With equity markets on the rise for much of the year, and valuations more elevated, new idea flow slowed somewhat in the Third Quarter. We established one new position in our International Value Fund and International Value Fund II, two new positions in the Value Fund, and four new positions in the Worldwide High Dividend Yield Value Fund. This included a Japanese electronics manufacturer, a US-based manufacturer of industrial filtration solutions, a Hong Kong-based manufacturer of plastic injection molding machines, a Japan-based chemical producer, a France-based global provider of business optimization and back office services, and a US-based producer of targeted crop protection chemicals. All of the new additions, in our view, were purchased at prices that represented significant discounts from our estimates of their underlying intrinsic values, were financially strong, and had attractive runways for potential future growth. Additions were also made to a handful of the Funds' pre-existing positions.
On the sell side, a number of Fund holdings were sold or pared back. The stock prices of these businesses had either reached our estimates of their underlying intrinsic values or had been compromised in some way by virtue of declines in our estimates of their underlying intrinsic values and future growth prospects. Or, they may have been sold or trimmed to make room for new additions or to generate losses, which could be used to offset realized gains. (A list of selected newly established positions, including additions, sales, and trims of existing positions for each Fund is attached hereto.)

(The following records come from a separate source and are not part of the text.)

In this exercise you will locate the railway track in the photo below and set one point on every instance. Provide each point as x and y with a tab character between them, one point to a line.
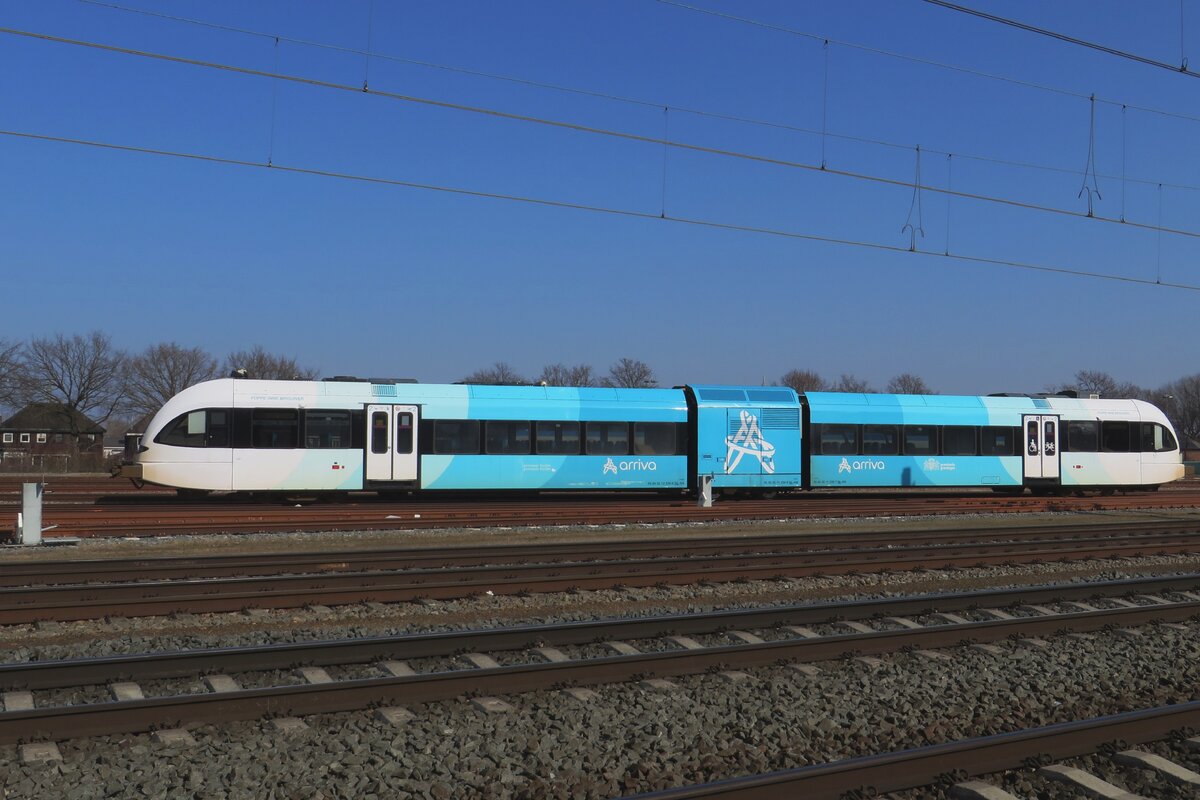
933	765
120	511
534	660
48	572
336	582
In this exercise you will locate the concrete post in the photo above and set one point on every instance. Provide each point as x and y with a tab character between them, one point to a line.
31	513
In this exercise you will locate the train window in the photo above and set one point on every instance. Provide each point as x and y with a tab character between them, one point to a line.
405	433
327	429
996	440
839	439
275	427
1083	437
919	440
959	440
379	432
219	427
607	438
1156	438
881	440
1115	437
654	438
508	438
185	431
456	437
558	438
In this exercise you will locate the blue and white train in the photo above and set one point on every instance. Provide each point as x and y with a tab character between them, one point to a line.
351	434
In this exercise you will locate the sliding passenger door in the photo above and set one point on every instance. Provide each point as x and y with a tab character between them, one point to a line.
1041	446
391	443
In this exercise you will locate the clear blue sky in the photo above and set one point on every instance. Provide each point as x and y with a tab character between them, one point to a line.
360	278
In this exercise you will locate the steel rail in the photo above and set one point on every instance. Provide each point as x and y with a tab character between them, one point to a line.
268	563
130	716
423	513
922	767
76	602
151	666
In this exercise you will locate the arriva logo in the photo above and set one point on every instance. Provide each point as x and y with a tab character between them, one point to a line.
749	440
629	467
847	465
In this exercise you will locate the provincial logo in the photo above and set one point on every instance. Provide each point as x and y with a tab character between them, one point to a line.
749	440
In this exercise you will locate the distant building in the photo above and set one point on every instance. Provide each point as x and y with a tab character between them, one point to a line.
51	437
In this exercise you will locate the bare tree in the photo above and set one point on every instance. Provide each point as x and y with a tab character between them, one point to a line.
630	373
10	373
82	373
259	364
162	371
499	374
1093	382
559	374
909	384
1180	401
847	383
803	380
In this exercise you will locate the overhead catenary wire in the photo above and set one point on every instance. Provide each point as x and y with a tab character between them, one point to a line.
681	109
589	130
915	59
598	209
1182	68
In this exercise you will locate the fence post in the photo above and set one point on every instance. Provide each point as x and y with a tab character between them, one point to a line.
30	521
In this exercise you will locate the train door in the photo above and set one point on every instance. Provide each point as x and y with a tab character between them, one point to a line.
391	443
1041	437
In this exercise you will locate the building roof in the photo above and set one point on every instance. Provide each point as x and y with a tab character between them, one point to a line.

PORTFOLIO POSITIONING AND OUTLOOK
Despite this year's rebound of the “Magnificent 7” and their impact on capitalization- weighted indices, we continue to believe that we are in the midst of a tectonic shift in markets, catalyzed in part by the war in Ukraine and pandemic-related supply shocks, but driven primarily by a stubbornly persistent level of core inflation and interest rates that over time are likely to normalize higher than the zero bound levels of the last decade. Evidence of this shift sparked a pullback of both technology shares and market indices in the third quarter as Fed officials reaffirmed that interest rates are likely to remain higher for longer. By quarter end, the yields on six-month to two-year treasuries had risen to between 5.0% and 5.6% while the 10-year was at 4.6%. With low-risk treasuries now presenting a meaningful investment alternative to previously yield-starved investors, incentives to take equity risk, particularly in high technology shares where valuations appear to be stretched, may begin to lessen. As we have said in past commentaries, in such an environment, price matters again, which we believe over time should augur well for active equity investment.
Thank you for investing with us.
Roger R. de Bree, Andrew Ewert, Frank H. Hawrylak, Jay Hill, Thomas H. Shrager, John D. Spears, Robert Q. Wyckoff, Jr.